Relativamente aos princípios da precaução e da prevenção, entende-se que este último se dá em relação ao perigo concreto, enquanto o primeiro é dirigido ao perigo abstracto.
O conteúdo cautelar do princípio da prevenção é dirigida pela ciência e pela detenção de informações certas e precisas sobre a periculosidade e o risco fornecido pela actividade ou comportamento, que, assim, revela a situação de maior verosimilhança do potencial lesivo que aquela controla pelo princípio da precaução. O objectivo fundamental perseguido na actividade de aplicação do princípio da prevenção é, essencialmente, a proibição da repetição da actividade que já se sabe perigosa.
Aqui, a configuração do risco e os objectivos das opções cautelares são diferenciados, uma vez que não se actua para inibir o risco de perigo pretensamente imputado ao comportamento, ou o risco de que determinado comportamento ou actividade seja um daqueles que podem ser perigosos (abstractamente) e , por isso, possam produzir, eventualmente, resultados proibidos e prejudiciais ao ambiente, mas, pelo contrário, para inibir o resultado lesivo que se sabe possa ser produzido pela actividade. Actua-se assim, no sentido de inibir o risco de dano, ou seja, o risco de que a actividade perigosa (e não apenas potencialmente ou pretensamente perigosa) possa vir a produzir, com os seus efeitos, danos ambientais.A partir desta segunda hipótese de aplicação, percebem-se dois momentos diferentes:a aplicação do princípio da prevenção está circunscrita ao segundo momento, reservando o princípio da precaução ao primeiro momento.
Desta forma, a orientação de proibição não é condicionada pelo risco de perigo potencial, que qualifica o comportamento objectado, afirmando que há risco de que o comportamento objectado seja perigoso.
Ao contrário da prevenção contra o risco, o objectivo deste princípio conserva traços de maior actualidade,cuja função é mais imediata e concreta. Objectiva-se a prevenção contra o risco de dano potencial, ou seja, contra o risco de potencial produção dos efeitos nocivos da actividade perigosa.
A prevenção justifica-se pelo perigo potencial de que a actividade sabidamente perigosa possa produzir efectivamente os efeitos indesejados e, em consequência, um dano ambiental, logo, prevenindo um perigo concreto, cuja ocorrência é possível e verosímil, sendo, por essa razão, potencial.
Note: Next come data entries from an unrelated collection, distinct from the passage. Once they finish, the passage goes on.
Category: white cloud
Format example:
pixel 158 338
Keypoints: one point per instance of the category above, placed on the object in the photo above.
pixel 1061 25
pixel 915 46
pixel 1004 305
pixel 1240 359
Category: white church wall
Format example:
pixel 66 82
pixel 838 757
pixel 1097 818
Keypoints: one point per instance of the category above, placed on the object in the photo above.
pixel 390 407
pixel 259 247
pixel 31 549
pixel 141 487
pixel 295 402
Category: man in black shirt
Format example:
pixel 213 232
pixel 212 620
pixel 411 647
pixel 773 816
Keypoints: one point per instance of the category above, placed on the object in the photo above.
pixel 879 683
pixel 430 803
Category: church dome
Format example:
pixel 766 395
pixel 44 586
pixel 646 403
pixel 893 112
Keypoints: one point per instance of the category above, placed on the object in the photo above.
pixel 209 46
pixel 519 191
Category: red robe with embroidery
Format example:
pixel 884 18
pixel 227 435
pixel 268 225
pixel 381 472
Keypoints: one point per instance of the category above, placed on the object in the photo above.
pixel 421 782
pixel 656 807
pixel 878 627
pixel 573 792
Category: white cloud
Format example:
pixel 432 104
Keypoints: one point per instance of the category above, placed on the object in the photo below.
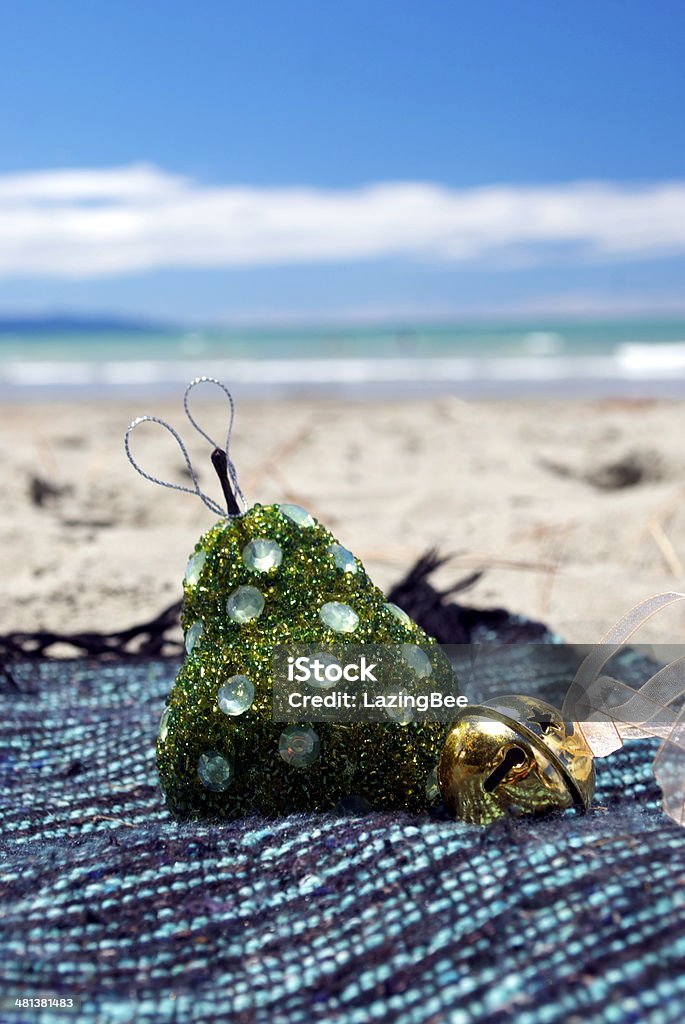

A emissão dos efeitos poluentes ou degradadores pela actividade perigosa é potencial, provável e verosímil. Objectiva-se a prevenção ou a cautela contra o risco de dano ou lesão oriunda da possibilidade de que a actividade perigosa produza concretamente os efeitos nocivos proibidos.
Desta forma, não basta simplesmente que se tenha a certeza do perigo da actividade, mas do perigo produzido pela actividade perigosa.
Na situação de risco de perigo, há efectivamente um estado de perigo potencial que se quer prevenir;o perigo é potencial. Na situação de prevenção, não há qualquer traço de potencialidade em relação ao perigo; o perigo deixa de ser potencial.
A este propósito, refira-se que, em ambas as situações, não é o estado ou a situação de risco de perigo que é potencial, o que é potencial é o perigo da actividade, ou o perigo produzido pelos efeitos nocivos da actividade perigosa. Logo, ou é possível que a actividade seja perigosa, ou é possível que essa actividade perigosa venha a poluir ou degradar.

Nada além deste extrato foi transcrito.